Measure: function call overhead

arvindm95 / unladen-swallow

Automatically exported from code.google.com/p/unladen-swallow

Other

0 stars 0 forks source link

Measure: function call overhead #46

Closed GoogleCodeExporter closed 8 years ago

GoogleCodeExporter commented 8 years ago

We need to have more accurate measurements for the total time taken from
when we start a CALL_FUNCTION opcode to the time when the body of the
function starts executing. This should work regardless of whether we're
dispatching to an interpreted function or an LLVM function; C functions can
be fudged a bit (right before calling the function pointer?)

- Data should be stored in a vector and stats printed out at Python-shutdown.
- This should include whether the execution is in machine code or the
interpreter.
- Should be a special build (controlled by #ifdef's).
- Use TSCs?

Original issue reported on code.google.com by collinw on 30 May 2009 at 1:46

GoogleCodeExporter commented 8 years ago

This should make a decent starter project for you, Reid.

Original comment by collinw on 1 Jun 2009 at 9:40

GoogleCodeExporter commented 8 years ago

Are we sure we wouldn't rather use clock_gettime?  Wikipedia has some pretty bad
things to say about the time stamp counter:
http://en.wikipedia.org/wiki/Time_Stamp_Counter

Some things that impact TSC:
- On AMD processors and earlier Intel processors, the TSC is CPU frequency 
dependent,
which can change dynamically in order to save power.  However, you can 
configure your
computer to run at a fixed frequency.
- If the executable changes cores, the TSC's are not synchronized, so it may 
not be
monotonic.  The only way around this is to "lock your process to a single core".

Original comment by reid.kle...@gmail.com on 4 Jun 2009 at 10:14

GoogleCodeExporter commented 8 years ago

clock_gettime isn't available on OSX, so we can't use it unconditionally.
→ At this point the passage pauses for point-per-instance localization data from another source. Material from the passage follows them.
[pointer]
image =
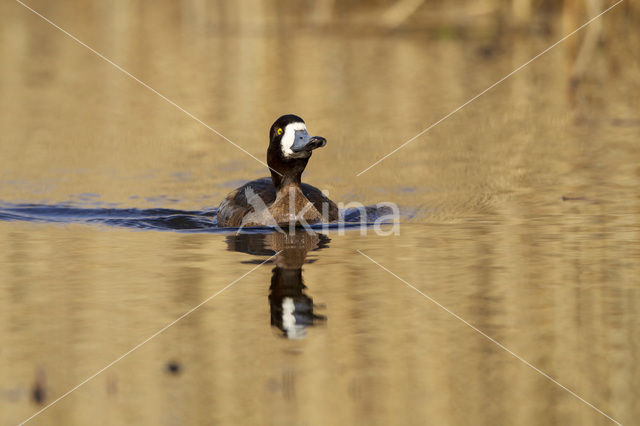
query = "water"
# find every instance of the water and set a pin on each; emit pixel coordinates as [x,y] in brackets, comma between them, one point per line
[520,215]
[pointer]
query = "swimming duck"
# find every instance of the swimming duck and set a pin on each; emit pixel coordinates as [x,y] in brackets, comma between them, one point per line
[283,198]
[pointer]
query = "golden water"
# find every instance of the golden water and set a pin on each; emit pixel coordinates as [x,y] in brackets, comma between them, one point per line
[521,214]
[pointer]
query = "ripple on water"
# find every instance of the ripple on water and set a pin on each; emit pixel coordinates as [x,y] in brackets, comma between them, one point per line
[159,219]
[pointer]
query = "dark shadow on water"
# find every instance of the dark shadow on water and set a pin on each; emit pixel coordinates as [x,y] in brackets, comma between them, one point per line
[156,219]
[292,310]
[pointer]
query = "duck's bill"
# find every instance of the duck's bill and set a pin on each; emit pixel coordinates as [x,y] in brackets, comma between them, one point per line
[305,143]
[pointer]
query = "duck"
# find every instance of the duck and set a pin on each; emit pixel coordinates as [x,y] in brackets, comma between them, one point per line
[281,199]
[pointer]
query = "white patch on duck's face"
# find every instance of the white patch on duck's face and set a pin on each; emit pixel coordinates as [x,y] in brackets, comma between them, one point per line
[289,137]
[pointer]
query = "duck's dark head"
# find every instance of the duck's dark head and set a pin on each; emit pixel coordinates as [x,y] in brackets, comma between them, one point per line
[289,150]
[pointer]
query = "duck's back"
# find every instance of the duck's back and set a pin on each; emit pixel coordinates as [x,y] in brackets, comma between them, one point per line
[236,206]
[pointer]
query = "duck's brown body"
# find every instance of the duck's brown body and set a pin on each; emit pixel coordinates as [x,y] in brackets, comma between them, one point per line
[291,203]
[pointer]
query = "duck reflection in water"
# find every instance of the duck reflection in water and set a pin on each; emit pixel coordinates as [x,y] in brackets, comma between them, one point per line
[292,310]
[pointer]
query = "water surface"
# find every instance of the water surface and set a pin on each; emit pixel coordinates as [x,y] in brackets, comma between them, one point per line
[520,214]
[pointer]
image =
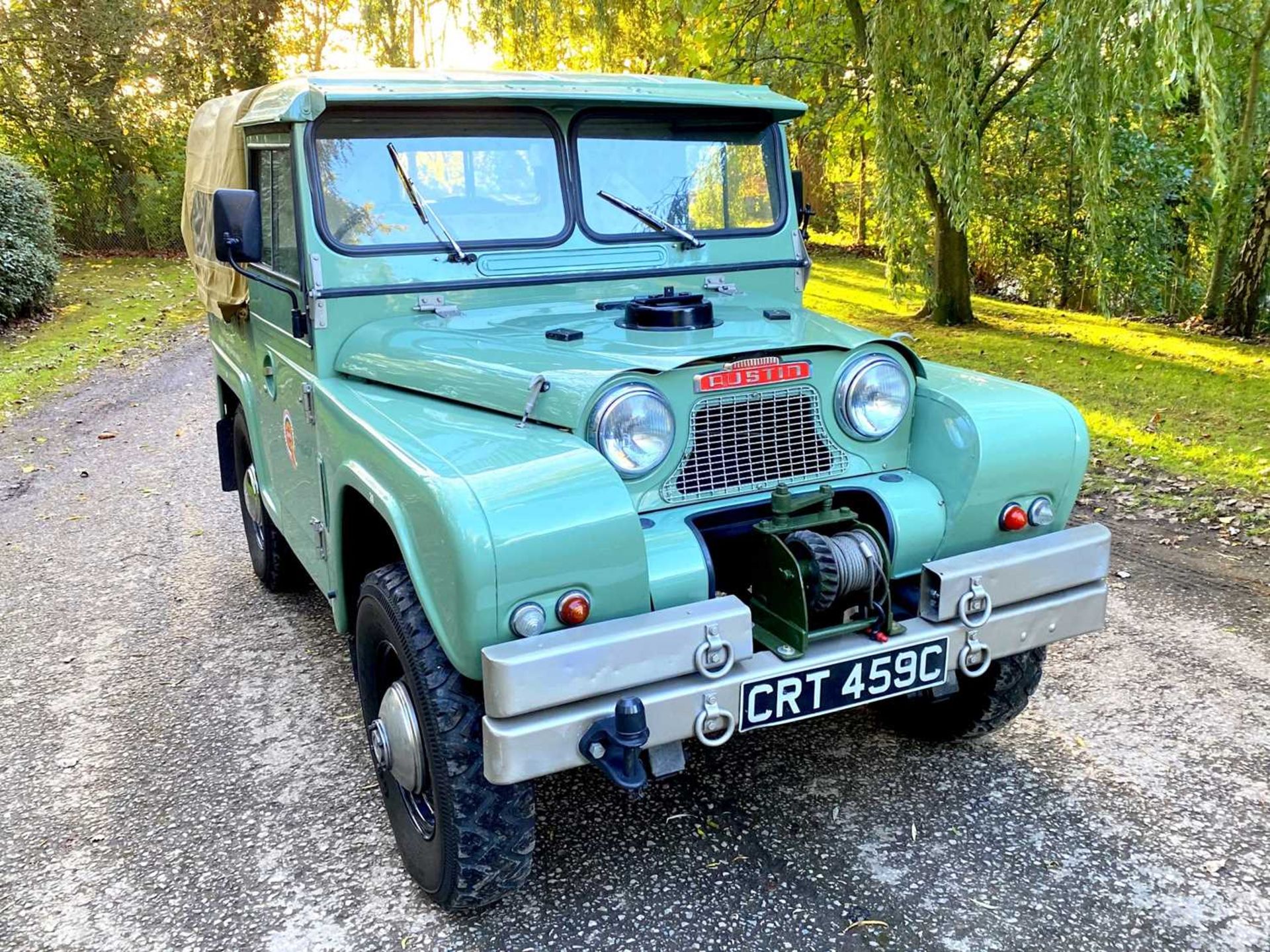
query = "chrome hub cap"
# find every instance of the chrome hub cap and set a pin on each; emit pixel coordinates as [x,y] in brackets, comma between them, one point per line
[252,502]
[396,740]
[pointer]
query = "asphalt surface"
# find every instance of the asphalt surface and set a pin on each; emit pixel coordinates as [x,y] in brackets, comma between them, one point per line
[182,766]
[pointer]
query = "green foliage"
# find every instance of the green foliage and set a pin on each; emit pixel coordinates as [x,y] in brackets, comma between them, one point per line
[1154,394]
[28,247]
[110,310]
[98,97]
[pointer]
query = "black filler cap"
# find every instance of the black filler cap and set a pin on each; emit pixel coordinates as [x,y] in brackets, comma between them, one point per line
[671,310]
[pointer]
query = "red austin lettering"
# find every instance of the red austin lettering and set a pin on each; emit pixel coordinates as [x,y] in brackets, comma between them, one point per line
[755,376]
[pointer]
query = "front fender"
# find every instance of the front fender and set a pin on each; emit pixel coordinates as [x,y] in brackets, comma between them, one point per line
[487,514]
[986,442]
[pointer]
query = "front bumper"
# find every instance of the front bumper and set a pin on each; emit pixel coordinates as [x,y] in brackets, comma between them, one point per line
[544,694]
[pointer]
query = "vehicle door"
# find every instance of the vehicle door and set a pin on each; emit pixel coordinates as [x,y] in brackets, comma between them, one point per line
[285,434]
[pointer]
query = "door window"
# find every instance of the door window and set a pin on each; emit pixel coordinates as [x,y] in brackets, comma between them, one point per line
[271,177]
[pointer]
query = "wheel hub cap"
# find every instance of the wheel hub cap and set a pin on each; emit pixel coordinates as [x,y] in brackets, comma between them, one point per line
[252,494]
[396,739]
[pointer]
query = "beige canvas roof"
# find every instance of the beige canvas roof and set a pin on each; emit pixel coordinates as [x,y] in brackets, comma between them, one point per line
[215,158]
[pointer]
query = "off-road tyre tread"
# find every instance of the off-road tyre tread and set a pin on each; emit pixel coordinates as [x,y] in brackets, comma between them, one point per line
[492,852]
[280,569]
[980,707]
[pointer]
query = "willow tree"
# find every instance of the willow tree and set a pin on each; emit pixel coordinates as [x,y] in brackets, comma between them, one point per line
[937,74]
[404,32]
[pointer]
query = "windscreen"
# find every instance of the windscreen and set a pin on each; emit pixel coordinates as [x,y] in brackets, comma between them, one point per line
[704,177]
[486,177]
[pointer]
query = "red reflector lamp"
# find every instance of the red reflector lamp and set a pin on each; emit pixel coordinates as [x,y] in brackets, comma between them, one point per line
[573,608]
[1014,517]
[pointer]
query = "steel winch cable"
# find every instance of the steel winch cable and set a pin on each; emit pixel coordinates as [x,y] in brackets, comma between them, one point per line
[841,565]
[859,561]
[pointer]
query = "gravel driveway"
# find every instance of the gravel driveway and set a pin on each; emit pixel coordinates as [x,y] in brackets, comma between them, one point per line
[182,764]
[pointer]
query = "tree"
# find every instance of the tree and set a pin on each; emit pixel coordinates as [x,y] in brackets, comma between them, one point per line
[1242,307]
[404,32]
[1231,201]
[98,97]
[306,28]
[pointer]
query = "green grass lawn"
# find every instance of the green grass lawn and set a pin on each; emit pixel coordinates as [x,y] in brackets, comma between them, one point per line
[1158,399]
[1191,407]
[108,310]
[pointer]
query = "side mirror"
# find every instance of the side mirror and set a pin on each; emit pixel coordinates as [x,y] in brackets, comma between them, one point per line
[800,207]
[237,225]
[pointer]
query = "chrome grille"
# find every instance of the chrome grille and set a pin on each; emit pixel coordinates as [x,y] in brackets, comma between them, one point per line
[752,441]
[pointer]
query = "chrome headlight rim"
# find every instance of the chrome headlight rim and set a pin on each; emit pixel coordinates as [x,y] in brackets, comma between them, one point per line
[607,403]
[850,379]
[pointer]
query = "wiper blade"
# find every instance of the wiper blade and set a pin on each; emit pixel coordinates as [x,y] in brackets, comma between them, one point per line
[657,222]
[433,222]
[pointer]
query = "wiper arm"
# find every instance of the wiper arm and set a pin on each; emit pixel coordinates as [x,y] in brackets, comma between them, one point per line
[435,223]
[657,222]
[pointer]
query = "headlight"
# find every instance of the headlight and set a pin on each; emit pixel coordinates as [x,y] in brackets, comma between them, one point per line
[634,428]
[873,397]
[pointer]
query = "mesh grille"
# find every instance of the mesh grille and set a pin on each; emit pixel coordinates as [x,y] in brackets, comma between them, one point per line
[753,441]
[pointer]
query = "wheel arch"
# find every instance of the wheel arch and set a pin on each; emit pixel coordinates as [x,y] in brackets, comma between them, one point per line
[370,527]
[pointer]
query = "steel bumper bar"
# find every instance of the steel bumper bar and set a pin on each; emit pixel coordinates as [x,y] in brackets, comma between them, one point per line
[541,695]
[546,742]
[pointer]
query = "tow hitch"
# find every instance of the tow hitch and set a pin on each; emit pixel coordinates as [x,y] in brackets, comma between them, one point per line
[614,744]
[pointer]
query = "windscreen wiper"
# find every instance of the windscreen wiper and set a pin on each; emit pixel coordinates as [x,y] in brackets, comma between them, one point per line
[433,221]
[646,216]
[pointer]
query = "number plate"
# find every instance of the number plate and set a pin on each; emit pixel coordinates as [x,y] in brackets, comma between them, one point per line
[781,698]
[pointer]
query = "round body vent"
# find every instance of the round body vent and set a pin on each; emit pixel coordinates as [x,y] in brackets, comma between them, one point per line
[669,310]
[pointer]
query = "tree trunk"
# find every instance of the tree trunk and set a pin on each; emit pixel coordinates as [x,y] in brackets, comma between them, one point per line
[1226,211]
[861,202]
[1064,270]
[1244,300]
[951,298]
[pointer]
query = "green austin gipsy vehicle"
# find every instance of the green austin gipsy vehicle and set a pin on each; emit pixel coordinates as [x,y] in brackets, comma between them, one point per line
[516,370]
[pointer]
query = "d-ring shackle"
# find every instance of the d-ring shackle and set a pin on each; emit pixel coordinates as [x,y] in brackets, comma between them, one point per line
[713,651]
[977,594]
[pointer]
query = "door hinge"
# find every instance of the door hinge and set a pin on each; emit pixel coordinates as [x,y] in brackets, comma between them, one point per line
[436,303]
[317,303]
[306,397]
[319,536]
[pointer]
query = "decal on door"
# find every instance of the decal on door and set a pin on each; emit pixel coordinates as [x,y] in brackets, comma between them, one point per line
[288,437]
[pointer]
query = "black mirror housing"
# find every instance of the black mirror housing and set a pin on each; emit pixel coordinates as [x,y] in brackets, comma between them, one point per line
[800,207]
[237,222]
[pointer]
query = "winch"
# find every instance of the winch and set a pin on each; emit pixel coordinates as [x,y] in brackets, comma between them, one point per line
[810,571]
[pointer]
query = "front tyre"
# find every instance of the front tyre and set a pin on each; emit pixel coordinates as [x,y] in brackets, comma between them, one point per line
[981,705]
[465,841]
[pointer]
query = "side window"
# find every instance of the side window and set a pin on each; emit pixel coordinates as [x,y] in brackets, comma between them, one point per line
[271,177]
TSC 
jitter 
may be an issue, but (1) we're only trying to get relative timings between the 
eval 
loop and LLVM, not trying to get absolute timings we can share across machines, 
and 
(2) changing processors should cause large TSC jumps (among other things, it's 
a 1+us 
context switch), which the analysis script can filter out.

Original comment by jyass...@gmail.com on 4 Jun 2009 at 11:45

GoogleCodeExporter commented 8 years ago

Fixed in r611.

Original comment by collinw on 5 Jun 2009 at 7:23

Changed state: Fixed